Air monitoring

Carbon monoxide is a poisonous gas.  Prolonged exposures at moderate concentrations can cause headaches and dizziness.  Chronic exposure at lower levels has been linked to an increased incidence of heart disease.

The air quality guidelines for carbon monoxide were exceeded on a number of occasions in the past in Tauranga (Nichol et. al.,1996), which indicates that air quality is already being compromised.  This was recognised in the Operative Regional Air Plan released by Council, and a number of actions were proposed for dealing with this issue.  Carbon monoxide monitoring is therefore an important component of the Air NERMN programme, to determine the current extent of any problem, and any improvements that occur as the result of any regional (or national) initiatives.

There is increasing concern throughout the world about the possible health effects of coarse particulate matter.  These are defined as particulate matter less than 10 µm in diameter, although in some countries more emphasis is now being placed on the smaller fraction (termed fine particulate matter), less than 2.5 µm (PM_2.5) in diameter.

Particulate size comparisons

In New Zealand the main source of PM₁₀ emissions in most areas during the winter months is solid fuel burning for domestic heating, although industrial contributions may also be significant in a number of locations.  Domestic home heating is also responsible for the majority of the PM_2.5 emissions in most locations as most of the PM₁₀ emissions from this source are the smaller PM_2.5 size fraction.  Motor vehicle emissions may also be a major source of PM₁₀ and PM_2.5 in Auckland, although further work is being carried out to assess this.

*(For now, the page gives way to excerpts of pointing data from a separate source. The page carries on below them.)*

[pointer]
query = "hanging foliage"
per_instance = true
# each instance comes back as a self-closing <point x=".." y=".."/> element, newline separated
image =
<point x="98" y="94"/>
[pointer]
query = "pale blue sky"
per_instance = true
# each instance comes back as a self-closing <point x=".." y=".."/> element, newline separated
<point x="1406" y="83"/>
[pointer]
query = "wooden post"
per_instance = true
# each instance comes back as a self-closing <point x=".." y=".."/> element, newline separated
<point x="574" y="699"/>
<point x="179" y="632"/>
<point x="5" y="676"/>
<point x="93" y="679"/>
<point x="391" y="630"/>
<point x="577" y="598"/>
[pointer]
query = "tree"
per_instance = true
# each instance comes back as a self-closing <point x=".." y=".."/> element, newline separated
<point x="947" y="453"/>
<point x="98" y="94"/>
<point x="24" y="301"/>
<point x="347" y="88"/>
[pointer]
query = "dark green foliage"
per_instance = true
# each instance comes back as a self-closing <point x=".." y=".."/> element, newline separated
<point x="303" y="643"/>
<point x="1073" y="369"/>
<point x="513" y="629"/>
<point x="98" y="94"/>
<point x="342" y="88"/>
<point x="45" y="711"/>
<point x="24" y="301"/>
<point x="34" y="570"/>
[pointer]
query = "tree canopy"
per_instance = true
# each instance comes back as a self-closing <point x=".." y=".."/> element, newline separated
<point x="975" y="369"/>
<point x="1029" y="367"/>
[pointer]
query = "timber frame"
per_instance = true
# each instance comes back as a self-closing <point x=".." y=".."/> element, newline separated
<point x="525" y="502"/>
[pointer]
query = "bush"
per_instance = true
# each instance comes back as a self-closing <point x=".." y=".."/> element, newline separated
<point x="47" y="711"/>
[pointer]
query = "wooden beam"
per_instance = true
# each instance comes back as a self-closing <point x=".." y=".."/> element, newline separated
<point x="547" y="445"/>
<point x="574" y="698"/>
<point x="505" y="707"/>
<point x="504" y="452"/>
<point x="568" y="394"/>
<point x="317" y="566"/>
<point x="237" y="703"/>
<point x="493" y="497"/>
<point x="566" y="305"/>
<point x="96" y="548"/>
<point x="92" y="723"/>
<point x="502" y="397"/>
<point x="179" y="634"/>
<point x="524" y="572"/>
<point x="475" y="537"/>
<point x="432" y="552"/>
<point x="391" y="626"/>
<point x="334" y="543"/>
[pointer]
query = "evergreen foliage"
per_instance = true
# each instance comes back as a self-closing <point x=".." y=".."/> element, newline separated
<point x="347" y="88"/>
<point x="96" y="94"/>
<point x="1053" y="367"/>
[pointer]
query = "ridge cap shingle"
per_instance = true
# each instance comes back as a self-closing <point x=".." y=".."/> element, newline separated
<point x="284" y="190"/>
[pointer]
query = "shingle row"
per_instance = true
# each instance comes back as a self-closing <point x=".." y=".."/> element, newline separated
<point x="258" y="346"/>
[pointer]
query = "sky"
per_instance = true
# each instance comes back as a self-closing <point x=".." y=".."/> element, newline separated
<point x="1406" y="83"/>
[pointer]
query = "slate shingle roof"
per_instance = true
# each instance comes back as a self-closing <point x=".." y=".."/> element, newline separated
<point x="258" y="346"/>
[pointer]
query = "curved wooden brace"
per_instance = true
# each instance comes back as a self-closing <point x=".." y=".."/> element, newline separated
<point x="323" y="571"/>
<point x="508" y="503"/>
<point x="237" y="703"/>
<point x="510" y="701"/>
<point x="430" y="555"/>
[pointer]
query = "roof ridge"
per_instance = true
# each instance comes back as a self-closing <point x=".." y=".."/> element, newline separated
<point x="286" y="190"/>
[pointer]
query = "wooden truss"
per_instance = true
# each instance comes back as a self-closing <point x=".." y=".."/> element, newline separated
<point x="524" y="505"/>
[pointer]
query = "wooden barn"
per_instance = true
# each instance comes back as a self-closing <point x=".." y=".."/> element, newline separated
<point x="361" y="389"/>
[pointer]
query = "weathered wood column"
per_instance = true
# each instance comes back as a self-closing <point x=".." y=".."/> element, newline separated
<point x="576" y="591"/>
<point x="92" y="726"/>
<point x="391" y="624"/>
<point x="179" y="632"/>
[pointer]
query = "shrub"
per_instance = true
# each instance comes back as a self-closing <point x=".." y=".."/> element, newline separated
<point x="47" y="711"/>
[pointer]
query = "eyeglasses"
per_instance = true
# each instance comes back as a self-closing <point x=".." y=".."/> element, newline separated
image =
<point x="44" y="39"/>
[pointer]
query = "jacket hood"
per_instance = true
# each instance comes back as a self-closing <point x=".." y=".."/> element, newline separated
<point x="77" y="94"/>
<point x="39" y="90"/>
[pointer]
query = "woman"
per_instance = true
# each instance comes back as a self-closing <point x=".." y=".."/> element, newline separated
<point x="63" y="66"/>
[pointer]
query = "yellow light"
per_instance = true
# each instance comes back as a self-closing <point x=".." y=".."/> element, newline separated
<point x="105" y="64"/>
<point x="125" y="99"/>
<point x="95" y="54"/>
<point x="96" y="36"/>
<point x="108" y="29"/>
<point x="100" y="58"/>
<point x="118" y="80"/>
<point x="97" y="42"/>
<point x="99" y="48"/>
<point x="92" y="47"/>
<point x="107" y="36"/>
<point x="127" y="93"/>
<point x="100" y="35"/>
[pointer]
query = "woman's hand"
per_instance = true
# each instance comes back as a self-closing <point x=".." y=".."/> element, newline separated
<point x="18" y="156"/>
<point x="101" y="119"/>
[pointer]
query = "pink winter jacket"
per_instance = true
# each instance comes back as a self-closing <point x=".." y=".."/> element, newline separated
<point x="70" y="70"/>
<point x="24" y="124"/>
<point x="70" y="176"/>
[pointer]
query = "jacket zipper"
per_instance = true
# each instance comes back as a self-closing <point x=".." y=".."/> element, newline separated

The characteristics, sources and potential health effects of larger or "coarse" particles and smaller or "fine" particles are very different.  Coarse particles come from sources such as windblown dust from exposed surfaces like building sites and unsealed roads, from mines and quarries, and some industrial activities.  Fine particles are generally emitted from activities such as industrial and residential combustion, and from vehicle exhaust.  Fine particles are also formed in the atmosphere from gases such as sulphur dioxide, nitrogen oxides and volatile organic compounds that are emitted from combustion processes and become particles because of chemical transformations in the air.

Coarse particles can deposit in the upper regions of the human respiratory system and may contribute to health problems such as bronchitis and aggravation of asthma.

Fine particles can deposit deeply in the lungs, and are therefore more likely to contribute to a range of health effects, which have been found in a number of recently published epidemiological studies.

These effects include:

• Increased hospital admissions and emergency room visits due to respiratory complaints.
• Aggravated asthma.
• Acute respiratory symptoms including severe chest pain and aggravated coughing.
• Chronic bronchitis.
• Decreased lung function which can be experienced as shortness of breath.
• Premature death.

This makes it important for Council to continue to develop a good understanding of the current levels of airborne particulate matter throughout the region, as part of the Air NERMN programme.  Measurements are being mainly directed at urban areas because the major contributors are likely to be motor vehicles and residential heating using solid fuel fires, especially wood burners.

The smell of hydrogen sulphide (H₂S) is an obvious feature of New Zealand geothermal areas, most of which are found in the Bay of Plenty.  This gas is very toxic at high concentrations, but little is known about its health effects at the lower levels found in most parts of Rotorua and other geothermal areas.

Field monitoring data shows that geothermal activity in Rotorua has increased over the last few years, probably as a result of the reduced abstraction rates and more re-injection.  If this trend continues it will be important to determine whether hydrogen sulphide levels in the ambient air are also being affected.

Nitrogen dioxide is not usually released directly into the air. Nitrogen dioxide forms when nitrogen oxide (NO) and other nitrogen oxides (NO_x) react with other chemicals in the air to form nitrogen dioxide.

The main source of nitrogen dioxide resulting from human activities is the combustion of fossil fuels (coal, gas and oil), especially petrol and diesel used in motor vehicles.  Other sources of nitrogen dioxide include the refining of petrol and metals, commercial manufacturing, and food manufacturing. Natural sources of other nitrogen oxides include volcanoes and bacteria.

The main health effect of nitrogen dioxide is on the respiratory system. Inhalation of nitrogen dioxide by children increases their risk of respiratory infection and may lead to poorer lung function in later life. There is also an association between nitrogen dioxide concentrations in the air and increases in daily mortality and hospital admissions for respiratory disease. Nitrogen dioxide can decrease the lungs' defences against bacteria, making them more susceptible to infections, and can also aggravate asthma.

Sulphur dioxide is produced mainly from the combustion of fossil fuels that contain sulphur, such as coal and oil (for example, coal being burnt in a home fireplace for heating and diesel-powered vehicles). Sulphur dioxide is also produced from some industrial processes, such as fertiliser manufacturing.

Natural sources of sulphur dioxide include geothermal activity.

Sulphur dioxide can cause respiratory problems, such as bronchitis, and it can irritate the nose, throat and lungs. It may cause coughing, wheezing, phlegm and asthma attacks. The effects are worse during exercising.